The fun part is compiling it. The first step is to run c2hs on the .chs file. We need to include parameters to the C Preprocessor that tells c2hs where to find the C header files. We also use -l to copy C2HS.hs into the same directory, as it is needed by ghc later. The next step is to run GHC on the resulting .hs file.

/rpm/RedHat/Rpm/ $ c2hs --cppopts='-I/usr/include/rpm/' -l RpmLib.chs
ghc --make RpmLib.hs

Now that this is done, the next step is to build an executable that uses this binding in order to test it. This file, rpm1.hs goes in /rpm/

module Main

import RedHat.Rpm.RpmLib
import Foreign
import Foreign.C.String

nullP :: CString
nullP = nullPtr

main :: IO ()
main = do status <- rpmReadConfigFiles nullP nullP
putStrLn (show status)

Since we defined our class only for Ptr CChar (aka CString) and not for the general Ptr a, we use a helper to type cast nullPtr. There's probably a more idiomatic way to do this, but all we need is a kludge. The rest pulls the integer result from the function and prints it on the screen. To compile this, we use the following ghc magic. It includes another call to link in the rpm library.

/rpm/ $ ghc -lrpm --make -debug rpm1.hs
/rpm/ $ ./rpm1

That is from start to finish how to write your own C bindings in Haskell. Hopefully i'll figure out how to get this to work via cabal, so i don't need to run so many commands to run tests.

5 flames:

Richard Jones zei

I could really do with some help on the libguestfs Haskell bindings.

These are (quite seriously) in need of some love, and they are the only bindings which are incomplete.
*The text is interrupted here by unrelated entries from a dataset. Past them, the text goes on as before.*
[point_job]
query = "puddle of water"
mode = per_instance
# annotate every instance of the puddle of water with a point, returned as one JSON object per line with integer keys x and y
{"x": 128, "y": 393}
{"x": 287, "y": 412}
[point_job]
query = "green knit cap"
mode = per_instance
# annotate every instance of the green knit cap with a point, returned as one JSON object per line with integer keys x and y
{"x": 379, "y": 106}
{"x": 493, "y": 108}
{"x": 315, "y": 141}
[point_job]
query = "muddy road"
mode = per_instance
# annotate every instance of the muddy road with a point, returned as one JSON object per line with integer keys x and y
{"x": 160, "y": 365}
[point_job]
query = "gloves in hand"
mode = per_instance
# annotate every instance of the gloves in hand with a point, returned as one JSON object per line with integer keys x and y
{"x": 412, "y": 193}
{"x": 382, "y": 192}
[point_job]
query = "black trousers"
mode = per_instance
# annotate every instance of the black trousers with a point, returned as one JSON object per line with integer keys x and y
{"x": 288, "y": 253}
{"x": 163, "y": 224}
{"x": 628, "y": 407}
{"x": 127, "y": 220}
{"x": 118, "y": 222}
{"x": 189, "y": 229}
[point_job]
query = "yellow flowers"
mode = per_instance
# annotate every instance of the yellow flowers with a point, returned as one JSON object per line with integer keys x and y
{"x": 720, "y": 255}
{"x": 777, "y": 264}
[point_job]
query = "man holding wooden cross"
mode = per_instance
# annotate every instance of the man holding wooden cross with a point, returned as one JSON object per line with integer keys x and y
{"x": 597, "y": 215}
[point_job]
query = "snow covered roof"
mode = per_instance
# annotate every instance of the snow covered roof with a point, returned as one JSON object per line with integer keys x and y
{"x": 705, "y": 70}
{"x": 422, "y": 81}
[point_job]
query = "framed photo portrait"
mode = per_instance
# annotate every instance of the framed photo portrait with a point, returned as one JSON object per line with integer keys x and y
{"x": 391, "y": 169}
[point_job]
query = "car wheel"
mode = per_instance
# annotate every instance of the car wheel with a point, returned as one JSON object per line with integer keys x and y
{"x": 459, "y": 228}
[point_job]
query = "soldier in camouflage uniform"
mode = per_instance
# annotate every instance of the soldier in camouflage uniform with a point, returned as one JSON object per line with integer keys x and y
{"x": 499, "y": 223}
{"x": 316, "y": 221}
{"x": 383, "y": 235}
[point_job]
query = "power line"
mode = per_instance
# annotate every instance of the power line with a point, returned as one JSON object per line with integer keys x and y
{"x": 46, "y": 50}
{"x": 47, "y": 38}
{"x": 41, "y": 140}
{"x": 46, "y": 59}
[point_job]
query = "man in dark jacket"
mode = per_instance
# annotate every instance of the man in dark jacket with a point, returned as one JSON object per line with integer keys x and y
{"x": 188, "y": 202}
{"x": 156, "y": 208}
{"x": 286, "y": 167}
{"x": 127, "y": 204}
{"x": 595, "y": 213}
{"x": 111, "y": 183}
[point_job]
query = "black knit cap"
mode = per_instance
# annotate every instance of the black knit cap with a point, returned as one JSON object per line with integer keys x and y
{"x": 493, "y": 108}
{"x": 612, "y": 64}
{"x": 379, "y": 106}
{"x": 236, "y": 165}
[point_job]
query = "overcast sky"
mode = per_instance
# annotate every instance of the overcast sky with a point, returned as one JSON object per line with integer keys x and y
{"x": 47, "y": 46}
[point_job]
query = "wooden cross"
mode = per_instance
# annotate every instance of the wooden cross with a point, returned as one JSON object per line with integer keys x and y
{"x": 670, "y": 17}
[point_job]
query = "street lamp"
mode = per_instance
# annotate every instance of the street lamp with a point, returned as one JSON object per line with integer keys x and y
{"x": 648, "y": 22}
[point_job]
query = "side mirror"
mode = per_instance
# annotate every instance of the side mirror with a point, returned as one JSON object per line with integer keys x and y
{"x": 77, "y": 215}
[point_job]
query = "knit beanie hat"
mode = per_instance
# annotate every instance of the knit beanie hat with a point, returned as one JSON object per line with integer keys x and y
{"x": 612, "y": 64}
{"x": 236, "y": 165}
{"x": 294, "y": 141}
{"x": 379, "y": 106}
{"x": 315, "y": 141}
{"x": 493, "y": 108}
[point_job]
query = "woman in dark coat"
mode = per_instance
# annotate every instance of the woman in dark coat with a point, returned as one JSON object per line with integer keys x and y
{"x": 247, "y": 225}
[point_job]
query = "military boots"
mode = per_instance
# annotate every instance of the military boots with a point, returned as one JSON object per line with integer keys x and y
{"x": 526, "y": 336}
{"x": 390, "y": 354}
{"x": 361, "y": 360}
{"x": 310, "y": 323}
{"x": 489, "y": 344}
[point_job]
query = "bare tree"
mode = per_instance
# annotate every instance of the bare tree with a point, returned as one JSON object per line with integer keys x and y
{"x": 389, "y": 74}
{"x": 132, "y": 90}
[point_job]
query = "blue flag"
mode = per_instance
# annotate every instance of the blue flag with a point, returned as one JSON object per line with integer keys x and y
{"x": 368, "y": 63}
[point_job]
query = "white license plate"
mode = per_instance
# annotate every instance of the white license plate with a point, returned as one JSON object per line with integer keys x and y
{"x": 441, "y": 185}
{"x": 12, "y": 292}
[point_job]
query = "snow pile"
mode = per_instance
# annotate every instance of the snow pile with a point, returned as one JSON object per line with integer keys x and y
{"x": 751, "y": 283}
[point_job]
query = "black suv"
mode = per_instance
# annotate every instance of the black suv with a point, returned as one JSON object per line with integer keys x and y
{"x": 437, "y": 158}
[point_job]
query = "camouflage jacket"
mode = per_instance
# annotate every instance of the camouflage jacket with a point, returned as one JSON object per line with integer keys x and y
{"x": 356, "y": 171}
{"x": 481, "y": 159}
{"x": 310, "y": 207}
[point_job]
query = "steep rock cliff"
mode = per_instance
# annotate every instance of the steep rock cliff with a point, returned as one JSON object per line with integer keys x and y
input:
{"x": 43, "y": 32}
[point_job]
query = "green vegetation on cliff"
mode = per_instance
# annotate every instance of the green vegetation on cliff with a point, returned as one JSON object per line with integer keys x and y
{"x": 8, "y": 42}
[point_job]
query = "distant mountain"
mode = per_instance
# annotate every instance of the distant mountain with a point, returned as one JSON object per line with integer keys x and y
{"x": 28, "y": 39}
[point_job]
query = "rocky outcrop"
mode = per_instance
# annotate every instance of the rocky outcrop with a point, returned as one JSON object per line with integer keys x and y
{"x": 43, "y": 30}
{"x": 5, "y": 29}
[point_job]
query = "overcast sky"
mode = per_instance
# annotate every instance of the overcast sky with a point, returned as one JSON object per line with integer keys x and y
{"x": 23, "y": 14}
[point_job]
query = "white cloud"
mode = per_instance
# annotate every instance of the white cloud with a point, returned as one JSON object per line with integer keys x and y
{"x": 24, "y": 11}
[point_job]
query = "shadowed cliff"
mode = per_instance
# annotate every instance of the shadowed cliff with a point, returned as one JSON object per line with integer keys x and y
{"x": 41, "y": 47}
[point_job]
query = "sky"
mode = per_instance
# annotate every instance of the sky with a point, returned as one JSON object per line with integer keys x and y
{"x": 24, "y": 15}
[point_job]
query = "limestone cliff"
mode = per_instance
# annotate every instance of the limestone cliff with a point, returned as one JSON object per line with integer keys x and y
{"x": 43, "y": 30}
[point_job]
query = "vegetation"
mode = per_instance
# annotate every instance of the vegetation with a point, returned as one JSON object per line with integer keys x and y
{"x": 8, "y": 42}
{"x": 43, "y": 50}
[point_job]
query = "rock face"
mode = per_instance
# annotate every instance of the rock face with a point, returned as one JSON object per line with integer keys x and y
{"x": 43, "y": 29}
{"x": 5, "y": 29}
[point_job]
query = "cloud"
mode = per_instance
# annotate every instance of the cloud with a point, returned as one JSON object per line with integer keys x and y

We have complete Perl, Python, OCaml, Java and Ruby bindings, but not Haskell!

Antoine zei

You can also use the Maybe type to represent a string where null and not-present are distinct.

Then your function signature could be:

readConfig :: Maybe String -> Maybe String -> IO Bool

Yankee zei

It's always a tough decision to decide if you follow the C API closer or the idioms of the local language. Well, i'm just starting with these bindings, so we'll see.

Martin DeMello zei

Yankee: From what I've seen, the best way seems to be to make one binding that follows the C api slavishly, and then build a more idiomatic library as a higher level layer on top of that binding

Unknown zei

This is very nice, and it would have been extremely useful when I was writing some bindings with C2HS a year ago.

Where you write, "This creates a new function that cannot call back into Haskell code", I think it would be better to say that the bound function must not call back into Haskell code. There's nothing to stop it from doing so, but your program will most likely crash.

To me, this was one of the most unclear parts of the C2HS documentation.